By December 8, 2020No Comments

Key takeaways from the Treasurers’ Group of Thirty 2020 H2 meeting, sponsored by Standard Chartered.

By Joseph Neu

Move up the treasury learning curve. This group has a disproportionate number of treasurers who are new to their role. Several come from the tax side and a few were brought in to build or expand their company’s treasury capabilities.

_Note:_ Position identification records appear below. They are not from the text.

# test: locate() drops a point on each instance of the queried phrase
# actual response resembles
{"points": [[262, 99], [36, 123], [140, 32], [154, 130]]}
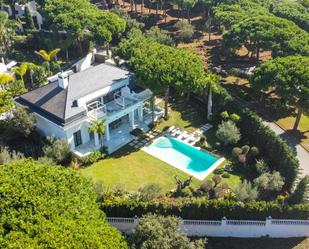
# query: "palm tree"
{"points": [[21, 71], [48, 56], [5, 79], [98, 126], [212, 85], [7, 32]]}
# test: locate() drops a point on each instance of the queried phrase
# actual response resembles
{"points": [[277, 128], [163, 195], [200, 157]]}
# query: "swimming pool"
{"points": [[183, 156]]}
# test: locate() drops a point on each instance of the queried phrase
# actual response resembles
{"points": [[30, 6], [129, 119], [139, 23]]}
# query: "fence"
{"points": [[229, 228]]}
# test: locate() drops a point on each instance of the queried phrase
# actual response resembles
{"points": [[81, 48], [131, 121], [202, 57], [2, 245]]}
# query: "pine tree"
{"points": [[29, 20]]}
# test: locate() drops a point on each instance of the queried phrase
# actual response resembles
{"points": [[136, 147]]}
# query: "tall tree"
{"points": [[51, 207], [288, 77]]}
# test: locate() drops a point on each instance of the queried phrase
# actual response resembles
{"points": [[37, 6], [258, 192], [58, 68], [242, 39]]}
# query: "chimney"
{"points": [[63, 80]]}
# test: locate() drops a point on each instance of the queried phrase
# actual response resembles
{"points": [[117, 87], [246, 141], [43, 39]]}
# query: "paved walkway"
{"points": [[302, 154]]}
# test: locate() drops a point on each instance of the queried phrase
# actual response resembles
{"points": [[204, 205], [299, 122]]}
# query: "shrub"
{"points": [[7, 156], [246, 192], [185, 31], [228, 133], [93, 157], [275, 151], [150, 191], [224, 115], [261, 167], [156, 231], [226, 175], [58, 150], [202, 208], [36, 198], [234, 117], [300, 194], [218, 171]]}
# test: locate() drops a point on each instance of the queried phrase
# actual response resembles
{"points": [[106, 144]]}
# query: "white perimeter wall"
{"points": [[229, 228]]}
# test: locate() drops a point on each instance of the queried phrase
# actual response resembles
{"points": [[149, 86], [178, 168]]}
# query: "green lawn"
{"points": [[132, 169], [303, 134]]}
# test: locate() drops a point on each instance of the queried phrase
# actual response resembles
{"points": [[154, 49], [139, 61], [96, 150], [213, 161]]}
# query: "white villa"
{"points": [[65, 107]]}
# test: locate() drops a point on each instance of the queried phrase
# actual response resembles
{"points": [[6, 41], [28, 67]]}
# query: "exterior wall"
{"points": [[229, 228], [48, 128], [82, 101]]}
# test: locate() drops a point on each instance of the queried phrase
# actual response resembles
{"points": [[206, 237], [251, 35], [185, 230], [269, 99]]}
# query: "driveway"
{"points": [[302, 154]]}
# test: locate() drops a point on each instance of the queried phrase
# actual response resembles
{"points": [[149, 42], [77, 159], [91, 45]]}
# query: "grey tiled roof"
{"points": [[59, 105]]}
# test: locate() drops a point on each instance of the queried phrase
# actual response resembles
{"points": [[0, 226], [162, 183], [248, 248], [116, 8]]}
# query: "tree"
{"points": [[160, 36], [47, 206], [300, 194], [8, 29], [153, 232], [22, 121], [228, 133], [185, 31], [29, 20], [58, 150], [80, 17], [269, 183], [288, 78], [98, 126], [246, 192], [48, 57]]}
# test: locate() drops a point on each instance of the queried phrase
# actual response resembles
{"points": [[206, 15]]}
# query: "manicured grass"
{"points": [[184, 116], [303, 128], [265, 243], [132, 169]]}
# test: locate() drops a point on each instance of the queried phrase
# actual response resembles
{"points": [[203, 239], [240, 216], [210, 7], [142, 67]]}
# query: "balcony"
{"points": [[97, 109]]}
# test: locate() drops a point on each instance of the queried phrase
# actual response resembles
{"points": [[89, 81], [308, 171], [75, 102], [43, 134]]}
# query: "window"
{"points": [[77, 138]]}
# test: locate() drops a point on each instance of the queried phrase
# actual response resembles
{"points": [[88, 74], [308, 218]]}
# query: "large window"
{"points": [[77, 138]]}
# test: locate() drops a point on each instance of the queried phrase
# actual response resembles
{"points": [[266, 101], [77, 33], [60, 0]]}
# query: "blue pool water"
{"points": [[183, 156]]}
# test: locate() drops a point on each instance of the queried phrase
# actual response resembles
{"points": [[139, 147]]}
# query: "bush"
{"points": [[150, 191], [58, 150], [185, 31], [275, 151], [226, 175], [156, 231], [228, 133], [93, 157], [246, 192], [7, 156], [47, 207], [218, 171], [202, 208]]}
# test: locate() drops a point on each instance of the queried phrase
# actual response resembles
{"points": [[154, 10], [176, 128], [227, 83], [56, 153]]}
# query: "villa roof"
{"points": [[59, 105]]}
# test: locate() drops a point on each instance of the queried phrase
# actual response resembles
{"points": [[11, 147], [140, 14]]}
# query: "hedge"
{"points": [[275, 151], [201, 208]]}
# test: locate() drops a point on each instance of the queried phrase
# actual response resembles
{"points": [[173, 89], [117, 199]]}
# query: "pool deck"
{"points": [[200, 176]]}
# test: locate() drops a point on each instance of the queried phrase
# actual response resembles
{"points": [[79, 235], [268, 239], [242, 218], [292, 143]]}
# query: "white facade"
{"points": [[273, 228], [123, 113]]}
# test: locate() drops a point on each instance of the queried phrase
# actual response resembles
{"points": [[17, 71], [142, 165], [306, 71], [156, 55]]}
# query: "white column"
{"points": [[140, 113], [96, 139], [107, 132]]}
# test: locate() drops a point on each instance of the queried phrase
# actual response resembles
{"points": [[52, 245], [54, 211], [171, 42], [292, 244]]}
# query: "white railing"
{"points": [[275, 228]]}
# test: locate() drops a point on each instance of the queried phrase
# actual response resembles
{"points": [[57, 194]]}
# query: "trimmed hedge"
{"points": [[276, 152], [201, 208]]}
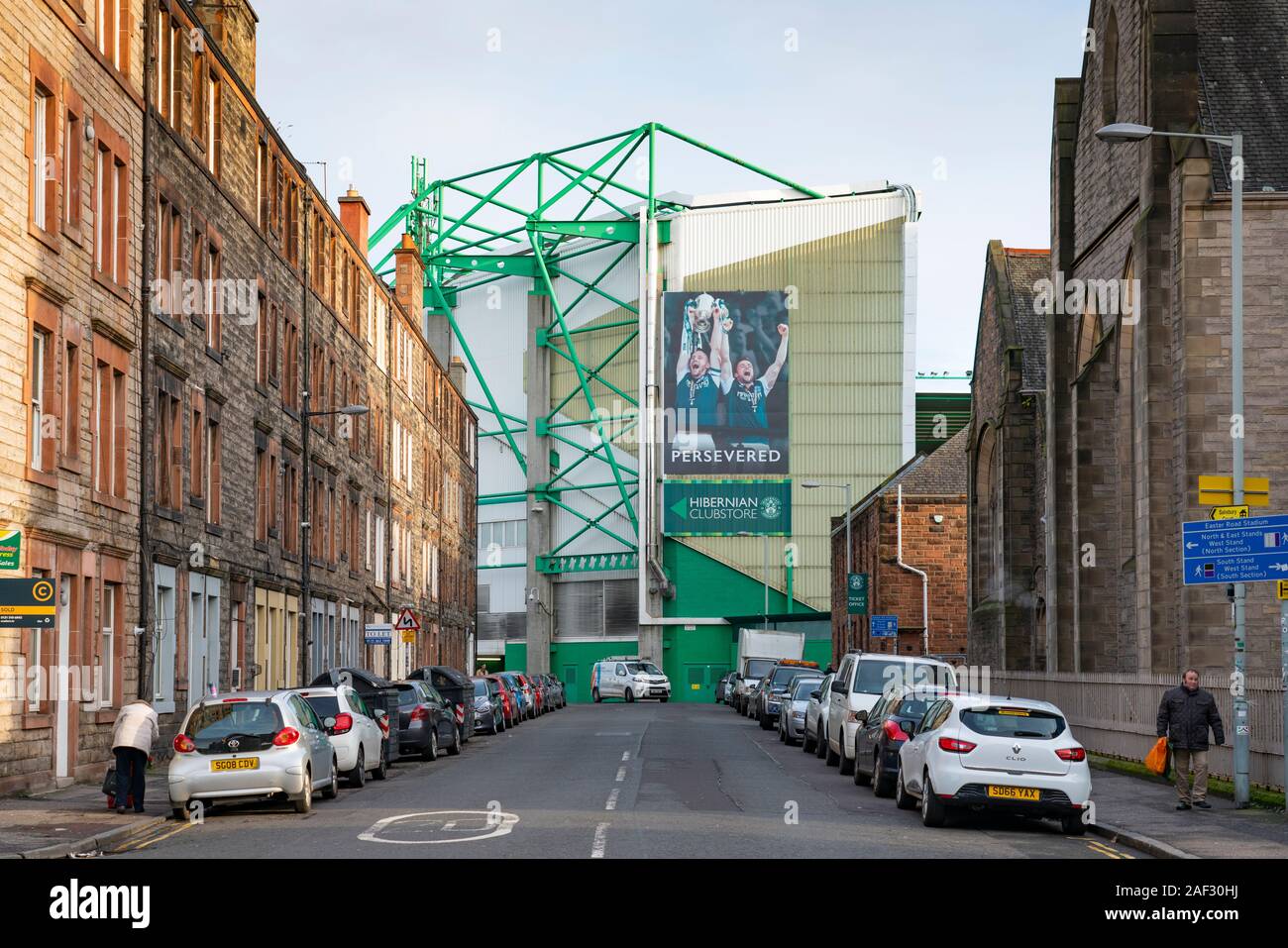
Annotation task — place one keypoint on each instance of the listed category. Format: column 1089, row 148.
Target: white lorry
column 758, row 651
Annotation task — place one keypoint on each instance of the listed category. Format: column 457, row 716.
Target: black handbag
column 110, row 780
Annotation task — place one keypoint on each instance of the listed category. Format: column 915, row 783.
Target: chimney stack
column 410, row 279
column 356, row 217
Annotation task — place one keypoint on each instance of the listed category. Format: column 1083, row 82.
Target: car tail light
column 893, row 730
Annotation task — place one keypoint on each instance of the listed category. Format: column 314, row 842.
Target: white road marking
column 497, row 823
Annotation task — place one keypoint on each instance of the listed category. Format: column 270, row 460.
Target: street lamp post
column 305, row 522
column 764, row 574
column 1131, row 132
column 849, row 553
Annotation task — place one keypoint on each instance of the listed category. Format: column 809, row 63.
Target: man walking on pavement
column 132, row 742
column 1184, row 717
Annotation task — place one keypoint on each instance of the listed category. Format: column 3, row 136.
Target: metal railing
column 1116, row 714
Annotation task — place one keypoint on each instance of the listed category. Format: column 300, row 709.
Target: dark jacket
column 1185, row 716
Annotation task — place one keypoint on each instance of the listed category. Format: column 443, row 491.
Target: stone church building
column 1103, row 384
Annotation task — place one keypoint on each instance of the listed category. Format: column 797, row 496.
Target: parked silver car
column 266, row 745
column 791, row 717
column 814, row 736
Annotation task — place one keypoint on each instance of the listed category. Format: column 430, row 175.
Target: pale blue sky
column 876, row 90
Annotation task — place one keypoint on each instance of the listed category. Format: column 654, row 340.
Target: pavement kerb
column 60, row 850
column 1145, row 844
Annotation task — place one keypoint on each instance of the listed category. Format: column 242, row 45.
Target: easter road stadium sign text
column 726, row 507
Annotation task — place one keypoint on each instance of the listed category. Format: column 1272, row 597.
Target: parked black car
column 426, row 723
column 377, row 691
column 884, row 732
column 487, row 711
column 456, row 686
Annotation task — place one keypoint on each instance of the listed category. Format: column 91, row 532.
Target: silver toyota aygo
column 266, row 745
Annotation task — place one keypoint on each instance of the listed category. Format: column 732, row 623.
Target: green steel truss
column 515, row 220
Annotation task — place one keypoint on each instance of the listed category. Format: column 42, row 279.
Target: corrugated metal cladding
column 595, row 309
column 595, row 607
column 845, row 257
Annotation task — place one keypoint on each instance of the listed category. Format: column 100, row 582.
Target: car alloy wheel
column 304, row 802
column 880, row 779
column 902, row 797
column 861, row 780
column 333, row 789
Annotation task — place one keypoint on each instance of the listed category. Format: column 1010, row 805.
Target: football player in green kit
column 699, row 380
column 747, row 394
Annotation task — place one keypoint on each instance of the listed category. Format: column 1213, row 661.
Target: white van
column 629, row 679
column 858, row 685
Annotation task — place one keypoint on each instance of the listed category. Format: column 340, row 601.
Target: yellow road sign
column 1218, row 489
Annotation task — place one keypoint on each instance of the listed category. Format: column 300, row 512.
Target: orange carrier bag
column 1157, row 758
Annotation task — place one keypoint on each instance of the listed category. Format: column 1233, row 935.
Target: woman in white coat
column 132, row 742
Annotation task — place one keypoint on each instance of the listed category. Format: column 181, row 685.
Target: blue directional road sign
column 1252, row 549
column 885, row 626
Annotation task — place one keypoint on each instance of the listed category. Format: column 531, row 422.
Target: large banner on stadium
column 725, row 382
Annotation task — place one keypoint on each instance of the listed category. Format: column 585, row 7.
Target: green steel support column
column 540, row 588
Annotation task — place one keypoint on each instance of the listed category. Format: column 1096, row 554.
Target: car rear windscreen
column 804, row 687
column 252, row 723
column 913, row 707
column 326, row 704
column 876, row 677
column 1013, row 721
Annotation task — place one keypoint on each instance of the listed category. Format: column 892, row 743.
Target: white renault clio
column 975, row 751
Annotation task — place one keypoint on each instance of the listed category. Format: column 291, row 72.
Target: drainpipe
column 925, row 581
column 147, row 594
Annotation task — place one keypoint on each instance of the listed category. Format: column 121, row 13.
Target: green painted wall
column 706, row 587
column 697, row 657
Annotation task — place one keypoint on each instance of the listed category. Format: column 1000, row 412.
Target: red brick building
column 912, row 524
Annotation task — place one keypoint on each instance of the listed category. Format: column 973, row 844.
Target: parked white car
column 629, row 679
column 351, row 724
column 973, row 751
column 857, row 685
column 252, row 745
column 815, row 719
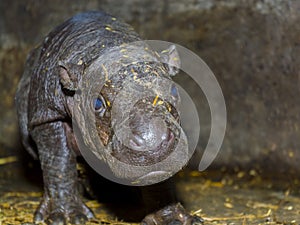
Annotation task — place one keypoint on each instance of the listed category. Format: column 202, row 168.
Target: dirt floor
column 239, row 197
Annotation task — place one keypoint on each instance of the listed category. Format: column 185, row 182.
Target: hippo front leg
column 162, row 195
column 61, row 201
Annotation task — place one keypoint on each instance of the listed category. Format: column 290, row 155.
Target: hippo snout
column 149, row 135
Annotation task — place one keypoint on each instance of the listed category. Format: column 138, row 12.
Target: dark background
column 251, row 46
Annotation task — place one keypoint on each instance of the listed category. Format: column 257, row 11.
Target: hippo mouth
column 137, row 155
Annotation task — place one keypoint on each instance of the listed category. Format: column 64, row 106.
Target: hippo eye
column 174, row 91
column 99, row 105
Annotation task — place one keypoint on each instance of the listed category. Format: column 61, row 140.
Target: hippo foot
column 57, row 212
column 172, row 215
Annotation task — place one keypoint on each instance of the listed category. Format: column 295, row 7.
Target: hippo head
column 126, row 115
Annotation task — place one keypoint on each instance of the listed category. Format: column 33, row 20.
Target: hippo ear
column 171, row 58
column 69, row 74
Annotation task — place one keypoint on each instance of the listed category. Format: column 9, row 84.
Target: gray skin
column 44, row 102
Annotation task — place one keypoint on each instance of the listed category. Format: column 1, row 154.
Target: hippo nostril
column 137, row 141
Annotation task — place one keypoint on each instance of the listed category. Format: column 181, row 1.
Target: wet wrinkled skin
column 45, row 99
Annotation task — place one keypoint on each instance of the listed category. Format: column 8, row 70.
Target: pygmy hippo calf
column 87, row 76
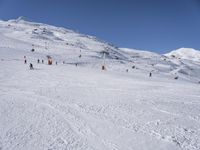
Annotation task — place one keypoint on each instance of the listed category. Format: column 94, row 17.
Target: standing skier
column 31, row 66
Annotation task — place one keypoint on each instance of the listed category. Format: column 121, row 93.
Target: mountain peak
column 185, row 53
column 19, row 19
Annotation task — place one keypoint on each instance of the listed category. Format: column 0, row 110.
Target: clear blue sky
column 156, row 25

  • All are moving quickly up the learning curve and helping their bosses appreciate the importance of strategic treasury capabilities. Covid-19 has helped make their case—in terms of both coping with crisis concerns for adequate liquidity and the post-crisis mandates to support new business pivots.
  • The treasury learning curve may be steep, but this is an opportune time to move up it and help others within your organization better understand what treasury can do. It’s also a way to attract internal talent to the treasury team.

Remote talent management favors the young and the bold. Challenges to onboarding new hires remotely have more members focused on filling open positions internally and training people for advancement. Younger people are generally more open to branching out and being trained remotely.

  • The younger generation is also more receptive to the automation and data analytics skills and tools that have become even more of a priority recently. Having said this, more experienced employees can adapt to changing roles in a remote work setting, if they are bold about change.
  • One member who started her new role not long before Covid hit noted that she has learned to adapt to a new CFO whom she has never met in person, as the CFO joined the company post-Covid.
    • According to the treasurer, “It has worked out surprisingly well and we’ve aligned to get so much done that I would have said it was impossible before,” she said. “Remote work puts the focus on unrelenting execution.

Corporates can do more in response to negative rates. Banks appear to have done a good job of shielding corporates from the impact of negative interest rates by helping them to sweep cash into dollars and access funding at low, if not negative rates.

  • There is not a sense of real urgency to change funding or cash investment fundamentally in response to persistent negative rates in the eurozone, Japan, Denmark and Switzerland.
  • However, with negative-yielding debt climbing back towards its 2019 record of $17 trillion in the wake of Covid-19 and almost $800 billion in euro corporate debt within 25 basis points of negative territory, perhaps corporate treasurers should become more aggressive in managing their balance sheets with an eye to negative rates.
  • On the asset side, Standard Chartered suggests, for example, diversifying further into positive yielding currencies with strong correlations to the reporting currency and low vols to optimize risk-adjusted returns (with or without the aid of FX hedges).
  • On the liability side, the bank suggests looking at collateralized EUR loans (using positive rate currency cash) matching more EUR debt to funded EUR assets, or using a floating rate swap to get around loan floors, for example (it may also help with Libor transition).